There had to be skeptics to my Los Altos Adventure last weekend.

Did you mis-price the house by more than a million dollars on purpose – or just by accident? Come on – you were 440 miles out of your normal market area….dude….you got lucky!!

I like to pay close attention to the market activity in the days before inputting a new listing. This was the latest listing by the guy who has just captured nationwide attention of his lowball $10,000-commission offer to the buyer-agents. As of Wednesday night, this was still active, and I told my sister that I didn’t want to compete directly because mine would help to sell his.

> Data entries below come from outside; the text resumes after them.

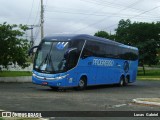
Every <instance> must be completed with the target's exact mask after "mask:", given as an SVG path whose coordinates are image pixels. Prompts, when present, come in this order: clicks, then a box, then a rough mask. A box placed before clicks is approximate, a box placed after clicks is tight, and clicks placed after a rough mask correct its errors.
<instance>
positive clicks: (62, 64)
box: [30, 34, 138, 89]
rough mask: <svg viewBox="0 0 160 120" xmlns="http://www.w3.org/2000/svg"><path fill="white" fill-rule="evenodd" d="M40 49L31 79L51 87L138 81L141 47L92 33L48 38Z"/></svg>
mask: <svg viewBox="0 0 160 120" xmlns="http://www.w3.org/2000/svg"><path fill="white" fill-rule="evenodd" d="M34 48H37V51H36V54H35V58H34V64H33V76H32V81H33V83H34V84H39V85H46V86H49V87H51V88H66V87H77V88H78V89H85V88H86V87H87V86H92V85H103V84H119V85H120V86H123V85H127V84H128V83H133V82H135V81H136V76H137V68H138V49H137V48H136V47H131V46H128V45H124V44H121V43H118V42H115V41H112V40H108V39H104V38H99V37H95V36H90V35H83V34H81V35H55V36H50V37H45V38H44V39H43V40H42V41H41V43H40V44H39V46H35V47H33V48H32V49H31V50H30V51H33V49H34Z"/></svg>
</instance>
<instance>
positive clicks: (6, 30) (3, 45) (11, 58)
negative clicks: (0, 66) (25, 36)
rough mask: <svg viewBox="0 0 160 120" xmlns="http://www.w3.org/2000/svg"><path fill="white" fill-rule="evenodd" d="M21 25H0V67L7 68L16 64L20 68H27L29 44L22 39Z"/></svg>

If it was still an active listing when I woke up on Thursday, then I’m not coming up and we will postpone the listing for at least two weeks due to weather:

https://www.compass.com/app/listing/764-parma-way-los-altos-ca-94024/1510956913476773969

Miraculously, when I woke up the listing was marked pending – so I left for Los Altos.

All I had to be was the most attractive new listing in a very exclusive area (Nvidia is based in San Jose). There had to be losers from the Parma bidding war who were motivated to buy the next one, and there was nothing else for sale at this price point.

I was talking it up with every agent who came to my open house, and eventually I found an agent who was in the same office as the buyer-agent of Parma – and they confirmed that it sold for $4,150,000! Do you think I told that to every person I met over the next 48 hours….yes!

Let’s note my options: Either price attractively and have buyers bid it up, or price at retail and wait.

Here’s an example. The size of house and lot are pretty similar to mine, and it’s a busy street too. How are they doing? They listed for $3,998,000, and 30 days later they are still unsold:

https://www.zillow.com/homedetails/1107-Covington-Rd-Los-Altos-CA-94024/19533609_zpid/

There is an easy guide for pricing:

The more obstacles that need to be overcome, the more attractive the price needs to be.

I’ve been showing houses to buyers the last couple of days, and this theory has never been more clear.  As we walk into a house that appears to be priced at the top of the range (or higher), the skepticism builds with every step – and we’re looking for any reason NOT to buy.

But when you walk into an attractively-priced home and see defects, they just confirm why the price is attractive – buyers don’t expect perfection when the price is attractive!

What happens once a home hits the open market depends on the listing agent. Yesterday, one was blaring his Jesus music, and another was chatting with the sellers who were still hanging around even though the open house started 15 minutes earier. Most listing agents aren’t implementing any bidding-war strategy – heck, yesterday there was one agent who didn’t even know the price of the home!

In reviewing the Los Altos comps, about half of them had closed over the list price, so I knew it was going to be hot. I knew that I was selling a house that looked all original, and was on a busy street. So we priced it attractively and I aggressively implemented my tried-and-true bidding war strategy that works!